【田原】そんな夢のような豆が実際にあるのですか。

【出雲】農学部に入ってまわりに尋ねてみましたが、「そんな食べ物があるわけないだろう」といわれました。でも、サークルの後輩であり、一緒に会社をつくった仲間でもある鈴木(健吾)に、「ミドリムシなら動物と植物の両方の栄養素を持ってますよ」と教えてもらって、ミドリムシこそ仙豆だと。

【田原】それがミドリムシとの出合いですね。仙豆になるものが見つかったのなら、食用化もすぐですか。

【出雲】いえ、ミドリムシは屋外で大量培養することが難しいのです。ミドリムシは栄養満点なので、培養中にほかの雑菌がやってきてミドリムシを食べてしまいます。それを防ぐために半導体工場のようなクリーンルームで培養しますが、そのような環境をつくるのにはお金がかかり、しかも月にスプーン1杯程度しか培養できない。日本でも多くの先生が研究してきましたが、すべて頓挫していました。
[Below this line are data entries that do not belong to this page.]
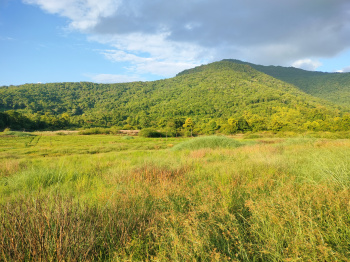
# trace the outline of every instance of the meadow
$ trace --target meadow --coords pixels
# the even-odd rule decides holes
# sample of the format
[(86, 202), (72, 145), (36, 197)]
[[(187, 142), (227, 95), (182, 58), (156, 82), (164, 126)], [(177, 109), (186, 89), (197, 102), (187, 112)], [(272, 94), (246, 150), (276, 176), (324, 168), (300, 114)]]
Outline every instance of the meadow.
[(349, 261), (349, 156), (306, 135), (0, 133), (0, 261)]

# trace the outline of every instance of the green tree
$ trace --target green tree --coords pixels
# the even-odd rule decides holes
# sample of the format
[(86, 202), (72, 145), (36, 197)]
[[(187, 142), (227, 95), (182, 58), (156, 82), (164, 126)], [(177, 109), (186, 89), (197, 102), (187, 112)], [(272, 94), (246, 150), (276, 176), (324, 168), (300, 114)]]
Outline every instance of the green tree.
[(183, 127), (190, 129), (191, 130), (191, 136), (193, 136), (194, 122), (193, 122), (193, 120), (190, 117), (185, 120), (185, 124), (183, 124)]

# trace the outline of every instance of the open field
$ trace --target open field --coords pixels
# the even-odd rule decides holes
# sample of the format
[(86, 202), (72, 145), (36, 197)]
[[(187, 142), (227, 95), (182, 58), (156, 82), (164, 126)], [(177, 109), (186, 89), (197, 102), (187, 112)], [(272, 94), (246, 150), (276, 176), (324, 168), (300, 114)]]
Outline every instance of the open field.
[(0, 261), (350, 258), (349, 139), (0, 133), (0, 163)]

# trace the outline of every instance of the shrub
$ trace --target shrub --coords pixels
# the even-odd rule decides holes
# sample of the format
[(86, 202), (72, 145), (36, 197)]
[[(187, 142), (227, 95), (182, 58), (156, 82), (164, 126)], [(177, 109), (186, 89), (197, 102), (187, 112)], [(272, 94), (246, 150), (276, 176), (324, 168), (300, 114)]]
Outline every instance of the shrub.
[(163, 134), (153, 128), (144, 128), (140, 131), (139, 136), (142, 137), (163, 137)]
[(203, 136), (180, 143), (173, 147), (174, 150), (197, 150), (201, 148), (236, 148), (243, 143), (225, 136)]

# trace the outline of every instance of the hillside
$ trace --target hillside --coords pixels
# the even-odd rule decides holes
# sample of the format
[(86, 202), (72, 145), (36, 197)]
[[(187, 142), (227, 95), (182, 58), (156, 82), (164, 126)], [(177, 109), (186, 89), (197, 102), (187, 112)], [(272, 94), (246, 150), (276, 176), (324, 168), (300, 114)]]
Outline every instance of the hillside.
[[(200, 66), (153, 82), (1, 87), (0, 97), (2, 111), (20, 112), (36, 123), (32, 128), (144, 128), (164, 127), (173, 121), (179, 129), (191, 117), (198, 132), (227, 125), (231, 125), (226, 127), (230, 132), (248, 128), (237, 125), (280, 130), (304, 128), (308, 122), (328, 121), (345, 112), (340, 106), (308, 95), (250, 65), (231, 61)], [(2, 122), (5, 127), (5, 117)]]
[(260, 72), (295, 85), (312, 96), (350, 107), (350, 73), (324, 73), (294, 67), (262, 66), (234, 59), (224, 61), (249, 65)]

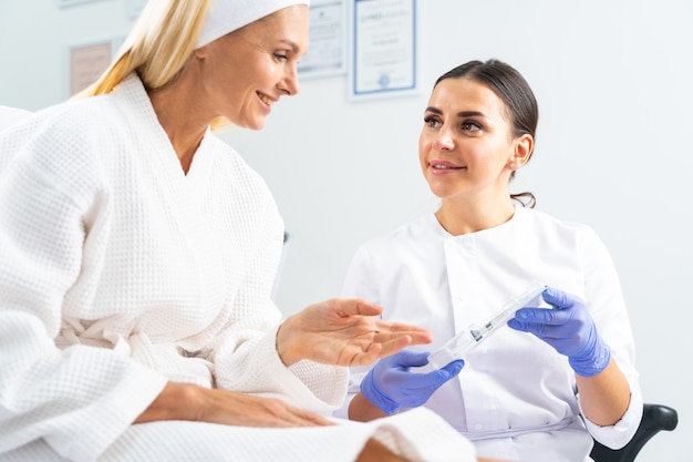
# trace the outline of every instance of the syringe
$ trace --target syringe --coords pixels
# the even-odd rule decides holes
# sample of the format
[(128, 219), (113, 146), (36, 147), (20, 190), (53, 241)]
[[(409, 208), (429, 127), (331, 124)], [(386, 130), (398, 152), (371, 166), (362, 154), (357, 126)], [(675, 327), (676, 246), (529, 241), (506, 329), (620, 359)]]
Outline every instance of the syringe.
[(469, 326), (468, 330), (458, 332), (447, 343), (428, 357), (428, 363), (436, 369), (441, 369), (456, 359), (464, 359), (467, 353), (482, 343), (482, 341), (505, 326), (506, 322), (515, 316), (515, 311), (531, 301), (541, 294), (545, 288), (546, 286), (542, 284), (534, 283), (523, 294), (506, 301), (503, 310), (482, 327), (473, 325)]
アメリカとイスラエルなど、ミドリムシを研究しているほかの国でも状況は同じでした。

【田原】世界中で培養計画が失敗してるのに、出雲さんはどうしてやろうとしたのですか。

【出雲】ミドリムシのことを知ったばかりで「これこそ仙豆だ」と喜んでいたところだったので、頓挫したと聞いてもやめようとは考えませんでした。